O meu sogro nasceu em 1935.
Quando a cidade onde vivia começou a ser bombardeada (e vejo agora que não perguntei em que ano), a família refugiava-se na cave, com os outros habitantes do prédio (esqueci-me de perguntar se tinham alguma luz). Lembro bem o seu sorriso ao contar que a mãe, uma mulher muito decidida, dizia com a sua voz segura, mais forte que as sirenes e o estrondo das bombas: "a nós não nos vai acontecer nada!" - e ele acreditava, com toda a confiança que um rapazinho põe na sua mãe, e atravessava aquelas noites descansado.
Morreu há uma semana. Repentinamente, ao fim de um dia perfeito, tendo ao seu lado a mulher e o melhor amigo.
Deixou, como todos, muitas histórias inacabadas: agora me vou dando conta de tudo o que não perguntei.
Deixou também muitos exemplos de como uma pessoa simples e sem poder é capaz de tornar o mundo um lugar melhor.
14 comentários:
É verdade, devíamos perguntar mais, devíamos aentar-nos à beira dos mais velhos e ouvir as histórias deles, e maravilhar-nos com o que não imaginávamos que eles fossem.
Lamento a perda do seu sogro, Helena.
Desses exemplos o mundo não fala. Mas a diferença positiva que certas pessoas fazem no seu seio familiar e de amigos é tão grande que se torna abrangente, vai além dos limites da intimidade familiar.
sentidos pêsames, Helena. Para ti e para toda a família.
Um beijo
Gi,
o meu sogro não era velho.
Nunca tinha tempo para se sentar a contar histórias. Andava sempre a preparar mais uma viagem em grupo a uma região histórica francesa, ou um debate sobre não-sei-quê não-sei-onde...
O meu marido passou várias horas a telefonar a pessoas diferentes para dizer que o pai tinha morrido e por isso não podia concluir o projecto. Os projectos.
Em suma: não era um velho "como os outros".
Mas é verdade: é muito enriquecedor gastar tempo para sentar-se junto aos mais idosos a ouvir as suas histórias.
Catarina,
a gente não sabe mesmo as ondas que podem nascer dos nossos gestos. Ainda hoje falei da generosidade de alguém que mal me conhecia e me ofereceu várias horas para me mostrar San Diego. Quando lhe agradeci, respondeu: "faz a outra pessoa o mesmo que te fiz".
MC,
obrigada.
Sim, é verdade, Helena.
Dá se queres receber.
foi também a sensação que tive quando o meu psi morreu ( com 73 anos ): e agora as pergunats que nunca fiz já mnão as posso fazer.

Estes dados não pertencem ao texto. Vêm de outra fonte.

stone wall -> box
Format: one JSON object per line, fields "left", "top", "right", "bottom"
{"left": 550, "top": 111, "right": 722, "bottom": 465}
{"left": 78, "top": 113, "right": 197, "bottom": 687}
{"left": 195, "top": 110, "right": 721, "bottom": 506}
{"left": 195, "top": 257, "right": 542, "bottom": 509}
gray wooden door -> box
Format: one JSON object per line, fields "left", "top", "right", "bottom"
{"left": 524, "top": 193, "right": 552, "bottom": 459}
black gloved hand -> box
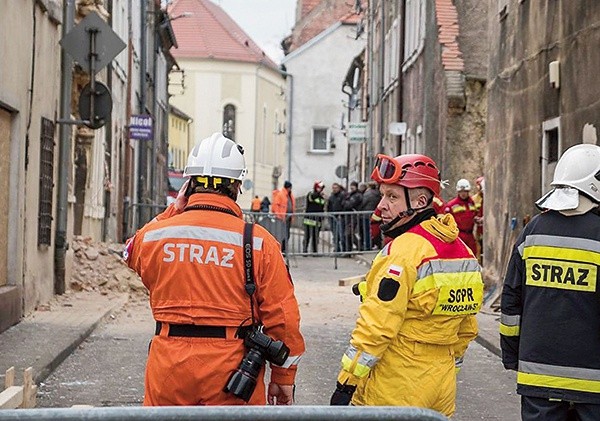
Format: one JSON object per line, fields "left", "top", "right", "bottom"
{"left": 330, "top": 382, "right": 356, "bottom": 405}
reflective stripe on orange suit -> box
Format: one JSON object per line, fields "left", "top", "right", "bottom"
{"left": 337, "top": 214, "right": 483, "bottom": 416}
{"left": 125, "top": 193, "right": 305, "bottom": 405}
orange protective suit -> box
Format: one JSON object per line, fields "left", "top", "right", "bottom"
{"left": 124, "top": 193, "right": 305, "bottom": 405}
{"left": 271, "top": 187, "right": 295, "bottom": 221}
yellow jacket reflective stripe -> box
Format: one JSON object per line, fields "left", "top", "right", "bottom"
{"left": 499, "top": 313, "right": 521, "bottom": 337}
{"left": 518, "top": 361, "right": 600, "bottom": 393}
{"left": 521, "top": 234, "right": 600, "bottom": 253}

Como que a dizer-me porque não as fiz ?
Desejo que saiba ultrapassar este momento de dor, Helena.
errata :
onde se lê "psi" deve ler-se "pai"
Ainda bem que corrigiu, António.
Estava eu aqui a pensar "muito nos conta..." ;-)
É, também pensei isso em relação ao meu pai. Todas as coisas em que a gente não pensa enquanto estamos todos vivos, e de repente falta-nos um elo e com ele algumas peças da nossa própria história.
Helena, no meu comentário não chamei velho ao seu sogro, apenas mais velho.
Aqui ficam os meus sentimentos e o sinal de eu ainda não morri. Vou tentar postar um texto sobre a Páscoa.
Até breve.
Gi,
nem que tivesse chamado velho, isso não era problema!
O curioso é eu descobrir que não o achava velho. Nem sequer mais velho.
Porque haveria? Cheio de saúde, e extremamente activo. Era "um dos meus".
Manuel António,
mas que bela surpresa!
Sim, por favor, publica o teu texto!
Eu vou sair na quinta-feira da Semana Santa, e volto dez dias depois.
Podemos combinar que manténs tu os serviços mínimos, e apreoveitas para elevar o nível?